The man had a shred of something green caught between his two front teeth. I hoped it was lettuce, although why anybody would stick lettuce in a corned beef on rye, I have no idea. I tried another tack. “Can you tell me this? The document you found on the, uh, deceased, is it the genuine article?”
Jamieson glanced at Mooney to see whether I could be trusted with such valuable information. Mooney must have stopped downing his Scotch long enough to give me the okay, because Jamieson nodded his head. He didn’t actually say yes. Secret agents might have overheard him.
“So it’s genuine and it doesn’t belong to the dead woman,” I said.
“We’re not a hundred percent clear on that,” Mooney said slowly. “The way she was cut up, we’ll have a hell of a time identifying her.”
Jamieson removed a probing index finger from his mouth where he’d been using it instead of a toothpick. “Unless your mystery woman knows who she is.”
“My client said she didn’t know the dead woman.”
“I’d like to ask her myself.
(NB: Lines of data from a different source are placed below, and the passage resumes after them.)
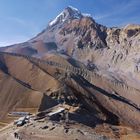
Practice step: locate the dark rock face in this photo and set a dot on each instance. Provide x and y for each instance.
(98, 66)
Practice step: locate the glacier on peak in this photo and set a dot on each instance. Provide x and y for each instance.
(68, 13)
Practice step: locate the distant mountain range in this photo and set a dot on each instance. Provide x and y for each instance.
(88, 64)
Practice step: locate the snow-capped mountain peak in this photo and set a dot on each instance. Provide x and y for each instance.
(68, 13)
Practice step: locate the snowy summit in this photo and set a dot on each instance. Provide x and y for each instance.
(68, 13)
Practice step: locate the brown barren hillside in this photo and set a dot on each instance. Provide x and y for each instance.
(89, 69)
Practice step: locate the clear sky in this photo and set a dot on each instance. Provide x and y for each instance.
(20, 20)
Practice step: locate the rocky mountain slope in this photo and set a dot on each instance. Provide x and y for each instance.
(78, 62)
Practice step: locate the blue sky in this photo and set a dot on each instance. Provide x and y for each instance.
(20, 20)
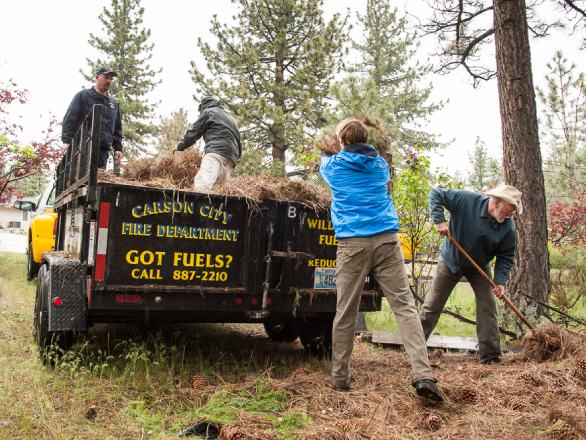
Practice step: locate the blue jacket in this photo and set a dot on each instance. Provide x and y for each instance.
(482, 238)
(111, 127)
(361, 204)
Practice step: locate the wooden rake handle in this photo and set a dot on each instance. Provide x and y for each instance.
(487, 278)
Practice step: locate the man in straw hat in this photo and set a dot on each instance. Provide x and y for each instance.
(483, 226)
(366, 224)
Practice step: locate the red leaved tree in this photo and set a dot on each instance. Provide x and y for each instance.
(19, 161)
(567, 221)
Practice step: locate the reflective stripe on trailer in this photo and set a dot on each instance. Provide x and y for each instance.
(102, 241)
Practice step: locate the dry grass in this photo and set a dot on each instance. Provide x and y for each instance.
(138, 381)
(177, 172)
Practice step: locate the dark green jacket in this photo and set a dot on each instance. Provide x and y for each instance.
(218, 128)
(482, 238)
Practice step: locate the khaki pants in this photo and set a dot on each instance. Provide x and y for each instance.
(487, 329)
(380, 254)
(214, 170)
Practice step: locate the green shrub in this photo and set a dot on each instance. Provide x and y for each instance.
(568, 275)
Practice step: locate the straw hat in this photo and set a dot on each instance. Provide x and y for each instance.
(508, 194)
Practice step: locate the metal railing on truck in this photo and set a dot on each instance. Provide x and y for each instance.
(76, 178)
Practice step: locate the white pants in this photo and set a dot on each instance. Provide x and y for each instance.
(215, 169)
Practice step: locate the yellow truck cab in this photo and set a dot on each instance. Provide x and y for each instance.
(40, 231)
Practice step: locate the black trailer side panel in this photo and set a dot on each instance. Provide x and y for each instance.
(168, 238)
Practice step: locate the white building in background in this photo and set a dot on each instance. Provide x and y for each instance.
(15, 218)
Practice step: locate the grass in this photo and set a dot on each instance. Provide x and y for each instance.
(138, 377)
(138, 380)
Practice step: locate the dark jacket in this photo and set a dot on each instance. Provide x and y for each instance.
(361, 204)
(111, 128)
(218, 128)
(482, 238)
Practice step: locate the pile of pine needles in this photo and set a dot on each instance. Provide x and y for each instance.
(519, 398)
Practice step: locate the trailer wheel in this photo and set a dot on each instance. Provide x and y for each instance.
(316, 336)
(47, 341)
(32, 267)
(281, 332)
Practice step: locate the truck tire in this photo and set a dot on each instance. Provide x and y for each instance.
(47, 341)
(281, 332)
(32, 267)
(316, 336)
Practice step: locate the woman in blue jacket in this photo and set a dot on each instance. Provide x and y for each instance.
(366, 225)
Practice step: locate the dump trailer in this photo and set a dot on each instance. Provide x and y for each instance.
(136, 254)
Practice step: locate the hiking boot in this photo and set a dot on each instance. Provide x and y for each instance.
(426, 388)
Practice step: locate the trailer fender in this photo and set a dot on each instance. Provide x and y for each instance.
(67, 293)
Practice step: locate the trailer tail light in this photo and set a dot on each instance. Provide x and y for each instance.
(124, 298)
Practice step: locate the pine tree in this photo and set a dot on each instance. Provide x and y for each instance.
(487, 171)
(384, 84)
(127, 52)
(564, 128)
(171, 131)
(273, 70)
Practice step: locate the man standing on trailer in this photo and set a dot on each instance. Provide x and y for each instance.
(111, 128)
(366, 225)
(483, 226)
(222, 137)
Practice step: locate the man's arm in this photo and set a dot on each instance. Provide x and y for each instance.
(193, 134)
(72, 119)
(117, 142)
(505, 257)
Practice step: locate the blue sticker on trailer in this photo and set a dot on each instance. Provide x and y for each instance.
(325, 278)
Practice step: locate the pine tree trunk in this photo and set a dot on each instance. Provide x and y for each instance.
(522, 156)
(279, 145)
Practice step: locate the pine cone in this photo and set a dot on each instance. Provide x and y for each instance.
(351, 413)
(433, 423)
(300, 372)
(558, 382)
(468, 394)
(349, 425)
(482, 373)
(197, 382)
(553, 344)
(570, 435)
(231, 432)
(560, 426)
(436, 355)
(529, 379)
(517, 404)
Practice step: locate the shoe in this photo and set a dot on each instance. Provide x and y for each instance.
(491, 361)
(426, 388)
(341, 389)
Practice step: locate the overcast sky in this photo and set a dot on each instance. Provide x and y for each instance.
(45, 52)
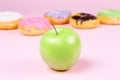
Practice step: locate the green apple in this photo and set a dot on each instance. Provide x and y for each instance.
(60, 48)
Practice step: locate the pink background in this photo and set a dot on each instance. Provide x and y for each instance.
(100, 57)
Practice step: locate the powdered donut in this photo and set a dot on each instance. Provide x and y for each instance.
(34, 26)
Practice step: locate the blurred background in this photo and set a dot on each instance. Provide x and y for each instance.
(38, 7)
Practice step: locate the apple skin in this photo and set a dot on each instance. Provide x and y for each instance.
(60, 51)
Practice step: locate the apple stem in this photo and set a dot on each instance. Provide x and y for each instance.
(55, 29)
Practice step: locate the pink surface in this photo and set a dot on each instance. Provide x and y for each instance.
(100, 57)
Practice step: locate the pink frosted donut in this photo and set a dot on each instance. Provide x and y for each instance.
(34, 26)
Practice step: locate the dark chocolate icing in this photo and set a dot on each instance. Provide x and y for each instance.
(83, 17)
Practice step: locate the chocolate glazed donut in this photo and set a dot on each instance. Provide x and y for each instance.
(83, 17)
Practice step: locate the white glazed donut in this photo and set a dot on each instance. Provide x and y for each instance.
(9, 20)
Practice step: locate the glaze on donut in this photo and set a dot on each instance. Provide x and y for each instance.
(58, 16)
(84, 21)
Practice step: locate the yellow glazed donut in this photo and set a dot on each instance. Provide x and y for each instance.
(109, 16)
(9, 20)
(34, 26)
(84, 21)
(58, 16)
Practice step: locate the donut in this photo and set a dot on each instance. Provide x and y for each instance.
(84, 21)
(34, 26)
(109, 16)
(9, 20)
(58, 16)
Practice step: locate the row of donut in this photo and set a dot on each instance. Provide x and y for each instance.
(39, 25)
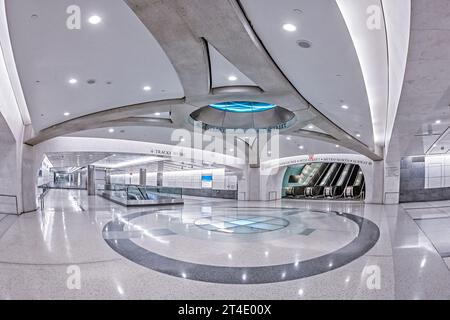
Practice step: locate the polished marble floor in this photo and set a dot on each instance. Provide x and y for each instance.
(356, 251)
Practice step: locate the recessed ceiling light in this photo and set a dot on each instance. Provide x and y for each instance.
(289, 27)
(305, 44)
(94, 19)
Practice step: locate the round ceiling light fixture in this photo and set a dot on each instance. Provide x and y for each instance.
(242, 106)
(305, 44)
(95, 19)
(289, 27)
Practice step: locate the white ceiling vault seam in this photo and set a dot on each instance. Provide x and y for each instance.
(8, 56)
(397, 17)
(224, 73)
(67, 73)
(326, 73)
(369, 39)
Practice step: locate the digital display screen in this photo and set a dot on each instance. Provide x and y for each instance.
(207, 181)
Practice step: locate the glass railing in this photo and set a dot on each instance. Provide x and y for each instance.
(139, 195)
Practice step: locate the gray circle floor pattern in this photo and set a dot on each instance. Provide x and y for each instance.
(367, 237)
(243, 224)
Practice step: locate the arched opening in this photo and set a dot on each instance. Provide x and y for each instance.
(324, 180)
(9, 201)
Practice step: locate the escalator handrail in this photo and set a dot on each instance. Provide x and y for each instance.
(336, 177)
(322, 175)
(351, 174)
(331, 179)
(340, 185)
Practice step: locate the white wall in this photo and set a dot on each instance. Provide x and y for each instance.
(273, 172)
(437, 172)
(193, 179)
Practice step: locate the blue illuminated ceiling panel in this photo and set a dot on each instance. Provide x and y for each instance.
(242, 106)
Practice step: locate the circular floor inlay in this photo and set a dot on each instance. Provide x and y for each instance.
(241, 224)
(367, 237)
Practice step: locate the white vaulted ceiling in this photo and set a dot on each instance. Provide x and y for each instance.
(119, 53)
(328, 74)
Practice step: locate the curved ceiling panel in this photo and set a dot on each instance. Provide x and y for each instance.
(368, 32)
(328, 73)
(224, 73)
(115, 62)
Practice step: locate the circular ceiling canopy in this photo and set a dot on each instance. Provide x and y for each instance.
(243, 115)
(242, 106)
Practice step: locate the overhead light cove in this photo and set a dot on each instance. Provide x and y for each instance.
(242, 106)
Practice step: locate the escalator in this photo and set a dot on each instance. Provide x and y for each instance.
(310, 178)
(299, 179)
(337, 190)
(331, 176)
(356, 190)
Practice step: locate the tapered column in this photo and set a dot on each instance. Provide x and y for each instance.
(143, 177)
(91, 181)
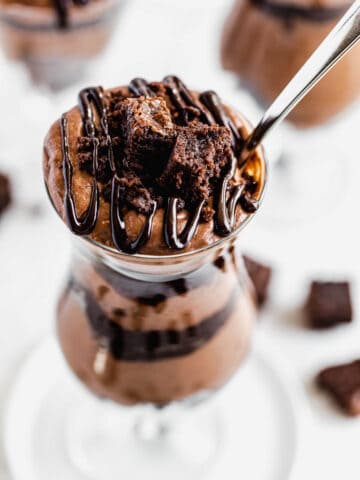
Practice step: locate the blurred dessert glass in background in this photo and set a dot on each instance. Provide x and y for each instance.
(56, 39)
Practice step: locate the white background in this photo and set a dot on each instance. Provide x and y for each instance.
(155, 38)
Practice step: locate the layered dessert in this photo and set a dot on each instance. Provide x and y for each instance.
(56, 38)
(158, 306)
(265, 42)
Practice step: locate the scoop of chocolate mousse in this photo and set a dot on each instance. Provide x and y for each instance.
(149, 168)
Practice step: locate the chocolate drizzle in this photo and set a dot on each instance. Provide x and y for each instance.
(62, 9)
(86, 223)
(172, 238)
(188, 107)
(290, 12)
(213, 103)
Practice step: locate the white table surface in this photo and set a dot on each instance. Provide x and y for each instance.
(154, 38)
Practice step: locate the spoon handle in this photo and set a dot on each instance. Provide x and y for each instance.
(341, 38)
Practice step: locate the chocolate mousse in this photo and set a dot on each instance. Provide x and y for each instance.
(265, 42)
(147, 176)
(151, 168)
(56, 39)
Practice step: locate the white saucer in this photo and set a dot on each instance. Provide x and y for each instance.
(260, 409)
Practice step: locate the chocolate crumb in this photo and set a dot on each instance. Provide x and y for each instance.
(149, 133)
(248, 204)
(5, 192)
(199, 157)
(329, 304)
(343, 383)
(260, 276)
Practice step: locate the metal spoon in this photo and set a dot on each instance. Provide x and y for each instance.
(342, 37)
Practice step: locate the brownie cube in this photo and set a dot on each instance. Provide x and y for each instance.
(5, 192)
(149, 133)
(343, 383)
(260, 276)
(198, 158)
(329, 304)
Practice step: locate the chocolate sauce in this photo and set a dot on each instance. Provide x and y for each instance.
(62, 9)
(213, 103)
(118, 226)
(152, 345)
(290, 12)
(172, 238)
(182, 100)
(86, 223)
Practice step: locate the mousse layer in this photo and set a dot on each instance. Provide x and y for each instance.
(162, 158)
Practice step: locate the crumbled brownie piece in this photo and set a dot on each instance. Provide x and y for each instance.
(260, 275)
(343, 383)
(328, 304)
(198, 158)
(149, 133)
(135, 194)
(5, 192)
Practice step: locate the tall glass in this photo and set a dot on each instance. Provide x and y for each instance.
(56, 56)
(265, 42)
(160, 334)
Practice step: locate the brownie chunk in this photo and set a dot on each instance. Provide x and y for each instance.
(260, 275)
(343, 383)
(149, 133)
(329, 304)
(5, 192)
(197, 160)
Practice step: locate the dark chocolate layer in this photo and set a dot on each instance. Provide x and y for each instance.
(136, 346)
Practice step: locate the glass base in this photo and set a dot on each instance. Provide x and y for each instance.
(108, 441)
(56, 429)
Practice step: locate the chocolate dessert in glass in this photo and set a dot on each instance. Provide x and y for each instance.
(56, 40)
(158, 309)
(264, 43)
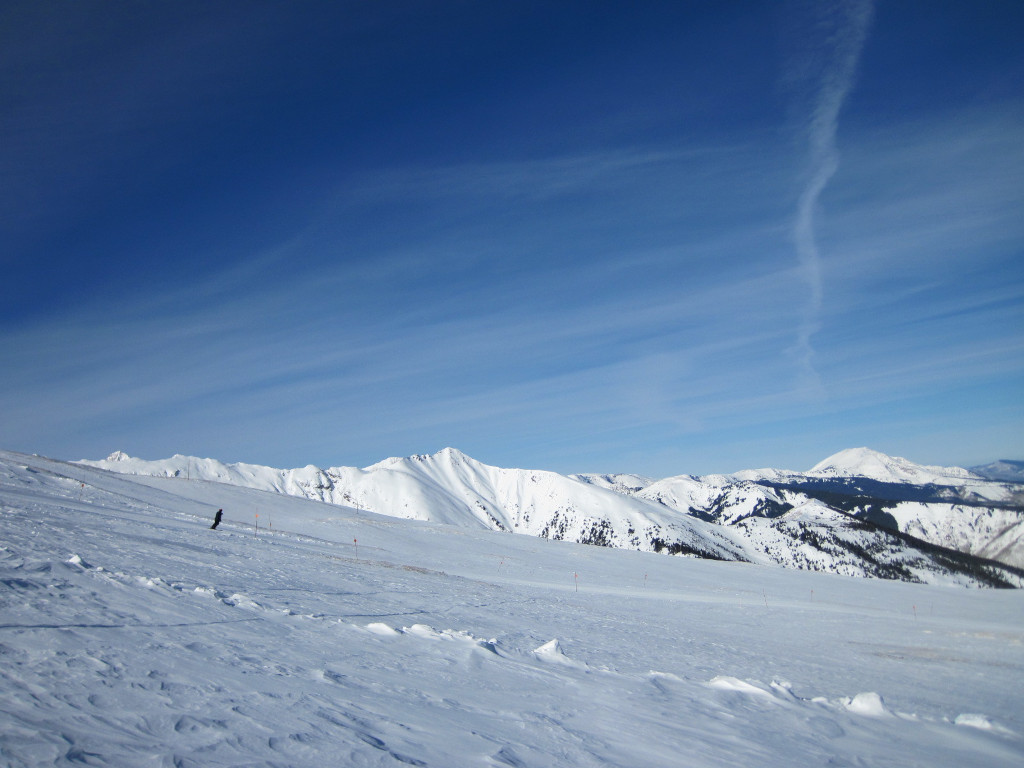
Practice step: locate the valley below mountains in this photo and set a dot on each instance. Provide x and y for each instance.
(858, 513)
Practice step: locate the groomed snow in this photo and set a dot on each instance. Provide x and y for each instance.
(132, 635)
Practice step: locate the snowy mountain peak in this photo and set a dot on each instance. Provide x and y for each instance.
(863, 462)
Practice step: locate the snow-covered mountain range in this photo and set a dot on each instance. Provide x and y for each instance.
(133, 635)
(858, 512)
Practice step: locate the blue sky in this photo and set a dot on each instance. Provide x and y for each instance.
(655, 238)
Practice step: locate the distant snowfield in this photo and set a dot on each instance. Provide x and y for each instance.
(132, 635)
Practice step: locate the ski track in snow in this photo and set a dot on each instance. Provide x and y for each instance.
(131, 635)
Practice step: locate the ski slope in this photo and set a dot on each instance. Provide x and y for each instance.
(132, 635)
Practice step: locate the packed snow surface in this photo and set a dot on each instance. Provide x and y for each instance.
(307, 634)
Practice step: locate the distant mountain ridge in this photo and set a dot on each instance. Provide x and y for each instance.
(858, 512)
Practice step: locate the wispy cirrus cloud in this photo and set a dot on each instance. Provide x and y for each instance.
(843, 29)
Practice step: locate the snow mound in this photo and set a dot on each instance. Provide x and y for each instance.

Make sure she contacts me before five o’clock today.”
“Maybe you weren’t listening,” I said slowly and distinctly. “I have no idea where my client might be.”
“Sure,” Jamieson said, gobbling down sandwich moistened by Scotch. “Yeah, but when she calls you, make sure she gets in touch. Otherwise you can get in some pretty serious trouble yourself.”
“Mooney,” I said, “I am so shaken by this man’s threats that I’m going to have a beer. How about you?”
“I’ll pass,” he said. I called over the waiter and ordered. He assured me my sandwich was on the way. He didn’t ask Mr. INS if he wanted anything else.
“Can I see the green card?” I asked.
Mooney opened his mouth, but Jamieson beat him to it. “That would be police property now, Ms. Carlyle. I’d doubt it very much.” He had a nasty way of saying Ms.
He was going to go on, but the digital watch on his wrist gave a feeble squawk. He shook it and looked perfectly appalled by the time he’d wasted interviewing me. I hope I looked just as appalled. He was exactly the type of guy who’d wear a cheap digital watch with an alarm.